Thank you, Kelly, for taking such time and care in your response!! It's great advice, and I like that you laid it out in an "outline-y" way. I sometimes get too caught up with "editing-as-I-go" which I think can (sometimes) be an idea killer. After reading Anne LaMott's "Bird by Bird", she said something about simply barfing the ideas out, and editing later. I'm not sure if I could *totally* stick to that, because in poetry, I'm so used to picking the proper word for the feeling of the moment, and in the next moment that word may change--if you take my meaning. Writing from the heart, if you don't capture that feeling in that particular moment, it's gone. Thus, the poem has now been lost, or turned into something completely different. So I'd like to apply that same principle to any short stories I write, since I'm only going to be doing it for myself, but I also appreciate the idea of not getting bogged down in the "it's not perfect yet" game of editing on the spot. In past short stories, I've found that process incredibly difficult, though, because not only is the next time I sit down going to carry with it a different flavor, but in some cases, the original idea just feels different, utterly foreign or even gone. And maybe that's not a bad thing, maybe I should just let the day take me...hmmm. Lots to ponder!!!
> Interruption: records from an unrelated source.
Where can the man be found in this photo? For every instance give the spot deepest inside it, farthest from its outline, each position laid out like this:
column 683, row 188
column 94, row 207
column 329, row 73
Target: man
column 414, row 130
So, this brings up another couple of questions:

Do you ever write out of order or re-arrange chapters later?

What do you do to keep your head in the right space? Do you ever have to re-center yourself, or whatever, to get back into the world you're writing in?

Thanks again, it is mucho help to me :)

Kelly McCullough said...

You're welcome. It was a really interesting in getting into a writing headspace I haven't really visited.

On the questions:

I have written out of sequence, but I've never been happy with the results. For me at least, the effort involved in going back and joining up the pieces tends to be three times what it would have been to just go through in a linear way. I know other people who do it and have no problems but I'm an extremely linear sort of writer. Part of the reason for that is the answer to your next question.

I reground myself in the story and voice every time I write by doing an edit pass over the previous day's material or the previous 2000 words, whichever is the larger chunk. That way I more or less slide directly into the writing forward at the same point I left it. I used to do 1000 words, but my editing has gotten much faster over time and I can even hit 4 or 5k if I really need to get the sense of the flow over a bigger chunk.

That actually helps with the edit as I go issue as well, because I know that I'm going to come back and make those fixes on the very next day, so I have permission not to worry about them now.

Anonymous said...

Love Pickles, I almost always write completely out of order. I write whatever scene or thought I have in my head at a given time. Then, I have to go through and piece things together later, obviously. But it's never seemed to be all that difficult, at least not for me. I know other people have different observations.

Jon said...

I think picking the "right" word is undeniably important, but I think that kill's peoples ideas and worse yet, their momentum, more often than not.

Plow ahead, plow forward, come back later and fix your "mistakes" You may find that some of those mistakes, after they've had some time to take root, weren't actually mistakes to begin with.

I think the vomit-scene advice is good, but tack on to it... sometimes you have to let it fester.